Atomas is a science themed puzzle game available on IOS and Android. The goal is to get the highest score by combining elements. Atomas was developed by Sirnic Games, and released on February 24, 2015.

Gameplay 
The game begins with six atoms, usually hydrogen, helium and lithium (which have low atomic numbers) in a circular game board, unless the player has a special power equipped which makes the game start at magnesium, aluminum, and silicon. At the center, there is an atom which when the player taps moves to where they tapped. Sometimes there are plus or minus orbs (signs) in the center of the board instead of an atom. The plus orb allows the player to combine two like atoms into an element with a greater atomic number. Chain reactions can be formed by having the same atoms on either side of where the player places the plus orb. The minus orb allows the player to move an atom to a different location of the board or be converted into a plus orb if the player chooses. Occasionally there are black plus orbs (Dark Plus) which spawn with a 1/90 chance after a score of 750 and allow the player to combine two unlike atoms (opposed to two like atoms with the regular plus orb). Additionally, neutrinos spawn with a 1/60 chance after a score of 1500, and makes a copy of any orb on the board that you choose. Lucky charms are unlocked as the player advances and grant bonuses such as increasing the number of plus atoms. The game ends when the game board is full and can no longer place any new elements.

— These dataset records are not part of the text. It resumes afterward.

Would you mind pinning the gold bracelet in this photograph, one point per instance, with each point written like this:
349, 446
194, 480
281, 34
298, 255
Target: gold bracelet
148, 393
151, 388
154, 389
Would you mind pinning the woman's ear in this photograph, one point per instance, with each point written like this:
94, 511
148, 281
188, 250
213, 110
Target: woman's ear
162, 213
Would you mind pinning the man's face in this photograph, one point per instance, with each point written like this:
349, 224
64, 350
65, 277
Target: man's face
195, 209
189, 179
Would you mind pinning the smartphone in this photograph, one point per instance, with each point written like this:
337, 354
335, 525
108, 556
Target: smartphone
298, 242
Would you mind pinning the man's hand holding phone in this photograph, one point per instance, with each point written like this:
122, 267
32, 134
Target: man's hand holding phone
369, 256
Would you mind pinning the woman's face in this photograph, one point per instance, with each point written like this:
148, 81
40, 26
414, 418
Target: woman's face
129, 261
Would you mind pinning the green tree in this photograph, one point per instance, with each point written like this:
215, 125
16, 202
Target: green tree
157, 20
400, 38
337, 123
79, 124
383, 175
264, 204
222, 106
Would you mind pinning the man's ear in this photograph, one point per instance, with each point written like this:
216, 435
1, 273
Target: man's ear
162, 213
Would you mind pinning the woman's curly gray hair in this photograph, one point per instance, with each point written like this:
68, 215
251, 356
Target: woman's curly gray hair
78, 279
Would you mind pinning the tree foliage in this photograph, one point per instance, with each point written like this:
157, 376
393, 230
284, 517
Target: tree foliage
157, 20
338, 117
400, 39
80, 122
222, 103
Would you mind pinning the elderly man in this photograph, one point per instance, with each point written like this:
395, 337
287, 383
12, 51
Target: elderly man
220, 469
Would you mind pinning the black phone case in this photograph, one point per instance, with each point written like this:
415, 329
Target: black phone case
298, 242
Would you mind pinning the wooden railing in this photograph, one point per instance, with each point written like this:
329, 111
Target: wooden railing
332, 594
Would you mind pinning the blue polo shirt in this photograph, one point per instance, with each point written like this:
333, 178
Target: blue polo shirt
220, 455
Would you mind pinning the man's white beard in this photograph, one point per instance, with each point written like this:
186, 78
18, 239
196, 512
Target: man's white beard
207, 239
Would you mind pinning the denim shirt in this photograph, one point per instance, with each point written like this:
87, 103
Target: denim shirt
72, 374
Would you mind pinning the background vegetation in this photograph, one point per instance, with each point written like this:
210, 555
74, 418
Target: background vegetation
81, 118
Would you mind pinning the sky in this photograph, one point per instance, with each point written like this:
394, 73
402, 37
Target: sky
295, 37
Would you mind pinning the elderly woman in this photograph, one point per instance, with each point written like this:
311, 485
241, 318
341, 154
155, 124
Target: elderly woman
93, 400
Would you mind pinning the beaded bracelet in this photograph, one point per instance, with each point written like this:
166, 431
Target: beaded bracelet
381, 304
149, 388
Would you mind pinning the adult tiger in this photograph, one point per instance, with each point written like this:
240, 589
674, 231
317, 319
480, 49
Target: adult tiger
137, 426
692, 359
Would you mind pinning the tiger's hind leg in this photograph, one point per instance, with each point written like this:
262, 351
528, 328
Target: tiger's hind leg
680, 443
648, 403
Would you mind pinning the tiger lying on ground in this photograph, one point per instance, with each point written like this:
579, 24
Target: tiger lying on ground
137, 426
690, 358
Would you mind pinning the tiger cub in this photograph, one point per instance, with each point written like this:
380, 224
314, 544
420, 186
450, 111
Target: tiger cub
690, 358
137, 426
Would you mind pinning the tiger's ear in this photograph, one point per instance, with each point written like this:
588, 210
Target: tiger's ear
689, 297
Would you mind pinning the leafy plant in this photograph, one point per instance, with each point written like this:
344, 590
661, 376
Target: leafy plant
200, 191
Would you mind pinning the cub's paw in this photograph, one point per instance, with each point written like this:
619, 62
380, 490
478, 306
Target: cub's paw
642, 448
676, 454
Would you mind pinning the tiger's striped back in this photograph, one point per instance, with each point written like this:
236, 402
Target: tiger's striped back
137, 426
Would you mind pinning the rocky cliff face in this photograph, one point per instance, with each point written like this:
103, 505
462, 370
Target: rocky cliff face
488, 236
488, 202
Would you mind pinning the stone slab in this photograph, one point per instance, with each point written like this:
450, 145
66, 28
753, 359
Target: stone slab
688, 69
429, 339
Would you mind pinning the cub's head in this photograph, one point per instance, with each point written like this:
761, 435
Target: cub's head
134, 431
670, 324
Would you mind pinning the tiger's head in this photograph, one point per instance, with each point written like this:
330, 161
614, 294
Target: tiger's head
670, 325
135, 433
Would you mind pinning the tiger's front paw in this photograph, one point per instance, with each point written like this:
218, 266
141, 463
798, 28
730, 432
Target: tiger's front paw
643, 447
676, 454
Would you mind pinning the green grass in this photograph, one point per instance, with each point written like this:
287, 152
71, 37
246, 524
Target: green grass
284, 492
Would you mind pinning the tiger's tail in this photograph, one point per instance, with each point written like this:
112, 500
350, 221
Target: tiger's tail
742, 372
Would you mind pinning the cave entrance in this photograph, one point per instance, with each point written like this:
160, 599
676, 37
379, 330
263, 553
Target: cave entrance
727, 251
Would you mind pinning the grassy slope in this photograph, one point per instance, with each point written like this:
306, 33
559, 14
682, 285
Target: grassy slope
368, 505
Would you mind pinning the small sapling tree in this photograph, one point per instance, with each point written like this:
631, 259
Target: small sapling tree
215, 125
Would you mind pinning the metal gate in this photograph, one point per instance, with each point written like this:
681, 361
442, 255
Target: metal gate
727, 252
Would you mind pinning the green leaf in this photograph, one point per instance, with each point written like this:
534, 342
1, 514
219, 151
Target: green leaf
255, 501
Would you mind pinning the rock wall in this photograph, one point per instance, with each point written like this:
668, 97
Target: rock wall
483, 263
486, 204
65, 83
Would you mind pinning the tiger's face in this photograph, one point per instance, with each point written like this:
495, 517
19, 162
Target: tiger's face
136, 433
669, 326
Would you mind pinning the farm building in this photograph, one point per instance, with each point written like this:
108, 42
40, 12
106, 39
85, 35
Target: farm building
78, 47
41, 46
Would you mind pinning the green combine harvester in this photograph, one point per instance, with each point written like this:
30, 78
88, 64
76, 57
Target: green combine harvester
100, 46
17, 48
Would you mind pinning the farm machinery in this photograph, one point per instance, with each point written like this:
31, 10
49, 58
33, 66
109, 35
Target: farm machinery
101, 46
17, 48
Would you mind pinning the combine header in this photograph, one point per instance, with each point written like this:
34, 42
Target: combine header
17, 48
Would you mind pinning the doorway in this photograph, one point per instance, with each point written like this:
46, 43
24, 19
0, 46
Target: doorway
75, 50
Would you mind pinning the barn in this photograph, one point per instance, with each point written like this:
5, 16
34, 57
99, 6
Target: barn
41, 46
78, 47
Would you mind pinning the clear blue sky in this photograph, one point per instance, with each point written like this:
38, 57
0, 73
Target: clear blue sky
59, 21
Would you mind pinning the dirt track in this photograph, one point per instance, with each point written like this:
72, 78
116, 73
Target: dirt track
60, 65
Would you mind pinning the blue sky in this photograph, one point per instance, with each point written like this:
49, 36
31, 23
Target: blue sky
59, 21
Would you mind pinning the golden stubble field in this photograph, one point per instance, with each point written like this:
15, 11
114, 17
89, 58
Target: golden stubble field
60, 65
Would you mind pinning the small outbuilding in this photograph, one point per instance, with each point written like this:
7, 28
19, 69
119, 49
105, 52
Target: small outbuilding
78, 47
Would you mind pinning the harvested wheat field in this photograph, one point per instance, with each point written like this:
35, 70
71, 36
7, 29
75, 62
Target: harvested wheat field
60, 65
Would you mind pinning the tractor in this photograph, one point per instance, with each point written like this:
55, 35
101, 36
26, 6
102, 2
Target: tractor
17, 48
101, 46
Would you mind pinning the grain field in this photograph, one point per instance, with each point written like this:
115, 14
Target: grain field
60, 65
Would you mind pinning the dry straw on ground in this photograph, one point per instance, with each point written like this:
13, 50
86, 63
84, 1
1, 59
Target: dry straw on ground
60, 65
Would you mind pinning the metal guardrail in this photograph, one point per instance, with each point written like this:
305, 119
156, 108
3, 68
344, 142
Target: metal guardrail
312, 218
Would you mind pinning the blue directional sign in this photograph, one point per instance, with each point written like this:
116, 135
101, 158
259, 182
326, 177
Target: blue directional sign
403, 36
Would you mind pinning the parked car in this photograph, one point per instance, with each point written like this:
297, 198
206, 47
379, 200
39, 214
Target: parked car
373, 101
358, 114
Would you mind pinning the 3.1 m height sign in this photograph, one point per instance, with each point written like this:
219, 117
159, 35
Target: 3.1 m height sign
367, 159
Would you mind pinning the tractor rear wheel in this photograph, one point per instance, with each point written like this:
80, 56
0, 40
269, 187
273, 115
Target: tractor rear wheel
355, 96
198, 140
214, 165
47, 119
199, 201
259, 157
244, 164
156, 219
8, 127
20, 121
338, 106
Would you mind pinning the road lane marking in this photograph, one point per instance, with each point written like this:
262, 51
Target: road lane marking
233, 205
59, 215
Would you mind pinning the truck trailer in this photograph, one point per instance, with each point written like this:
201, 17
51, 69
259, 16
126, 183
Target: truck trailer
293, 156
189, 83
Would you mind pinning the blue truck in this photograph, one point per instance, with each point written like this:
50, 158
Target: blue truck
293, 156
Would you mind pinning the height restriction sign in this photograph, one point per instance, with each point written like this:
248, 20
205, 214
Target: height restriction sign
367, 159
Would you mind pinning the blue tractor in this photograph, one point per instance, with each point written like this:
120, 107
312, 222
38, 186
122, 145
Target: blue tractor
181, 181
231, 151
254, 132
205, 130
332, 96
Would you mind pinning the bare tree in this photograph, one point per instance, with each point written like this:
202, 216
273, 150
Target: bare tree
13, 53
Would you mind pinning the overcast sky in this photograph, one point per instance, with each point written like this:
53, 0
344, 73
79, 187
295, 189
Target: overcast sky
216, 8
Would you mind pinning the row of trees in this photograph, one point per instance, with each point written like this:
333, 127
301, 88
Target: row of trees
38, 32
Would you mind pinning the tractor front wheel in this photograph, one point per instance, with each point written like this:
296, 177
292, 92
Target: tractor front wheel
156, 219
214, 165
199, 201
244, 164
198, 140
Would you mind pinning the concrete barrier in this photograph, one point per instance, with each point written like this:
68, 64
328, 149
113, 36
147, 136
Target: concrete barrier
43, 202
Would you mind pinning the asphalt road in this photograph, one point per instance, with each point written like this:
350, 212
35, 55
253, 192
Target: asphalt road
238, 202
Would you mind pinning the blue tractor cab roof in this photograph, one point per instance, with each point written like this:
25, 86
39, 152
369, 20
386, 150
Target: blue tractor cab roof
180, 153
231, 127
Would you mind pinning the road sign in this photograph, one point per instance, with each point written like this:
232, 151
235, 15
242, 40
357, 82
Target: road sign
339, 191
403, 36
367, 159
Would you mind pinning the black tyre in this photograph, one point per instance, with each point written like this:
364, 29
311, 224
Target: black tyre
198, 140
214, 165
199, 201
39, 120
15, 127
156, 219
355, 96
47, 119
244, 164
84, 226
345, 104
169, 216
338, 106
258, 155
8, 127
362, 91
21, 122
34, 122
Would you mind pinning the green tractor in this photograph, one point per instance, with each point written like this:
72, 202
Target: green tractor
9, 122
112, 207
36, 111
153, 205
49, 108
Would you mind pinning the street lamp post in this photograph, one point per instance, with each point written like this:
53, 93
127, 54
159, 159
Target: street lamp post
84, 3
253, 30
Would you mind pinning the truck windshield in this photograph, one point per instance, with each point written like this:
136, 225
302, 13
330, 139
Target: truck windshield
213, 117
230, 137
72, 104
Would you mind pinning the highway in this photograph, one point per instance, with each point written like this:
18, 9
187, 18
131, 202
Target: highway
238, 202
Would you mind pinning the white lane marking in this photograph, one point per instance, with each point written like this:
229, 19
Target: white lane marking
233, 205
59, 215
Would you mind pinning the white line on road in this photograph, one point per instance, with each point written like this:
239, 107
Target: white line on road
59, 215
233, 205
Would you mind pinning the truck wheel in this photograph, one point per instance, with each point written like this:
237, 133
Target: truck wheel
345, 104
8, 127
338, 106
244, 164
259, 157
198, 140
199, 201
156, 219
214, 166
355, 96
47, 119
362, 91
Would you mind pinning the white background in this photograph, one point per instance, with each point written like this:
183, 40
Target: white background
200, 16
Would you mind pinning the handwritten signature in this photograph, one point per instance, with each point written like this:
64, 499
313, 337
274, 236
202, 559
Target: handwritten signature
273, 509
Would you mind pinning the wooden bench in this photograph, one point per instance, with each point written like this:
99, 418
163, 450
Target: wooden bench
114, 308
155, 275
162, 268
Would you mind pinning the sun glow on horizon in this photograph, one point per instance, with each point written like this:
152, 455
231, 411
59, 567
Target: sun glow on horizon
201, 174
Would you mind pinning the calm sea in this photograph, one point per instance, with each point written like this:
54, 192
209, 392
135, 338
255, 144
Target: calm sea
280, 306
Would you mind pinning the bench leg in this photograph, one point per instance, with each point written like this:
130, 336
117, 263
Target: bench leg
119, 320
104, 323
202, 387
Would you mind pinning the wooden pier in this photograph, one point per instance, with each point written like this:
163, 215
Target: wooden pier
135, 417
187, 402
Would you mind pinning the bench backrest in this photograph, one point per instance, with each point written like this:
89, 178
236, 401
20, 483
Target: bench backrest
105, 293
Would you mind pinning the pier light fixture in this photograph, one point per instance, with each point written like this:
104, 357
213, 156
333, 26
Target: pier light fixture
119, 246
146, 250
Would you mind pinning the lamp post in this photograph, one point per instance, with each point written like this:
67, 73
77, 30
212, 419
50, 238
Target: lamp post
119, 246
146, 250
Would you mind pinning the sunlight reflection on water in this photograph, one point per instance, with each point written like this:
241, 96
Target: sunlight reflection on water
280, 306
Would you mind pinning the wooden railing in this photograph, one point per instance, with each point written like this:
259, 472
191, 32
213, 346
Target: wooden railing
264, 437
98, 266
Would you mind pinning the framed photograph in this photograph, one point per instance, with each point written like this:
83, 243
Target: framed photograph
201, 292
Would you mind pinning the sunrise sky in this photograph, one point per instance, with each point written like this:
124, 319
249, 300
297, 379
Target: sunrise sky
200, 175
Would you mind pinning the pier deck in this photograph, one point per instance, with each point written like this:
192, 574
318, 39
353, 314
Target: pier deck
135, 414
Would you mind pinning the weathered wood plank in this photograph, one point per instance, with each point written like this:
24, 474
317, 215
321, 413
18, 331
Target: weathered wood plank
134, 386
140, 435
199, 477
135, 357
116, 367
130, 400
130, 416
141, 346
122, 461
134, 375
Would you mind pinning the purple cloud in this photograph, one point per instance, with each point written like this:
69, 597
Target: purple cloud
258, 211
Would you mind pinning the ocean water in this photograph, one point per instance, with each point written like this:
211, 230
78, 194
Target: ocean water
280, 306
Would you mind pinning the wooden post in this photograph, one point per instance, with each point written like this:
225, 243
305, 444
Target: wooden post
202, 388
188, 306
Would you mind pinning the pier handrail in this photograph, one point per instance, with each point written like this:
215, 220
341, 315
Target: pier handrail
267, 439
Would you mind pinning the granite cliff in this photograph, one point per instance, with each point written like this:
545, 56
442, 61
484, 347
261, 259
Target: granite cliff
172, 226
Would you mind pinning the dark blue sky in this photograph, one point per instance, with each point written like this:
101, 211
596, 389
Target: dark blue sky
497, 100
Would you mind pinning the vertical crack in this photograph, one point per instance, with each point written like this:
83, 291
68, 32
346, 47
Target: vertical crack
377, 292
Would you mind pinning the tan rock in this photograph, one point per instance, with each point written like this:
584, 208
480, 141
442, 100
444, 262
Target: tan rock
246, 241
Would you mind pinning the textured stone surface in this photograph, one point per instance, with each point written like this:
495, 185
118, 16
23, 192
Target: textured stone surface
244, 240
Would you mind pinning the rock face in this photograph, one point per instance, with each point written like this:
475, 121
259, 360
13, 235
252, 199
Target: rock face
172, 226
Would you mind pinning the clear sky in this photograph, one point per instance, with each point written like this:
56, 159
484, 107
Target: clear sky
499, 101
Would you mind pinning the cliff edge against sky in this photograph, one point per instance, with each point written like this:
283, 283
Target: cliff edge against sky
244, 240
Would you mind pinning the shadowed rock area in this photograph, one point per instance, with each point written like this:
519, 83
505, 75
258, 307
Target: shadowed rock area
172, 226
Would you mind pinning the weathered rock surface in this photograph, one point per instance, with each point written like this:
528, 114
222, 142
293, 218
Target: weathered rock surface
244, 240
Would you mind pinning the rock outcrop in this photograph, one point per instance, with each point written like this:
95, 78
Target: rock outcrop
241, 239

In addition to the Classic game mode as described above, there are also Time Attack, Zen and Geneva modes. In the Time Attack mode the player has to create the biggest element you can in a certain amount of time, and combining elements grants you more time. In the Geneva mode, instead of pluses the player receives Luxons instead. The player can shoot a Luxon at any atom and that atom will become a plus on the next round. In the Zen game mode, there is a 50% chance of the last atom before the game ends is a plus.

There is also antimatter which can be bought through an in-app purchase which clears half of the board.